The material on Malefactor, Ade was written and recorded in 1986 for an unreleased LP titled Disco Doubt (or Scheibenzweifel). The lyrics for the 33 songs were published in the book Gorki & Co. / 33 Songs.

Some of Werner Büttner's exhibition catalogs list Disco Doubt as a Mayo Thompson album: "Werner Büttner und Albert Oehlen, Mayo Thompson, Disco Doubt, LP, 1986."[3][4]

In 1987, a song "Disco Death" was included on the soundtrack for the film The Last of England.

The car image was also used in The Quiet Album (1990)

Release

Malefactor, Ade was released on vinyl by Glass Records in late 1989.[5]

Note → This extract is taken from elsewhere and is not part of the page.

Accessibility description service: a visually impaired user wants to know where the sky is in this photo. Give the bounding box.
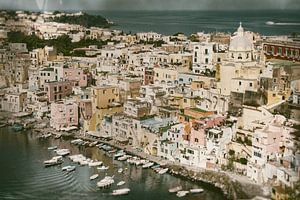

Reissued on CD by Drag City in 2000.

In 2020, engineer Matthias Schuster posted an unreleased song from the session: Jimmy Silk. The song had been reworked into "Jimmy Silk/Supper Be Ready Medley".

Retrospectives

Mayo Thompson, 2015[6]

I met Markus Oehlen, whom I first knew as the drummer in Mittagspause, the best of the German punk bands, at least as I saw it then. One night Markus said to me the same thing that Frederick Barthelme’s brother Steven had said to me back in the day: “You should meet my older brother.” Eventually I did meet Albert, with whom I went on to make Malefactor, Ade and another bunch of records.

Mayo Thompson, 2006[7]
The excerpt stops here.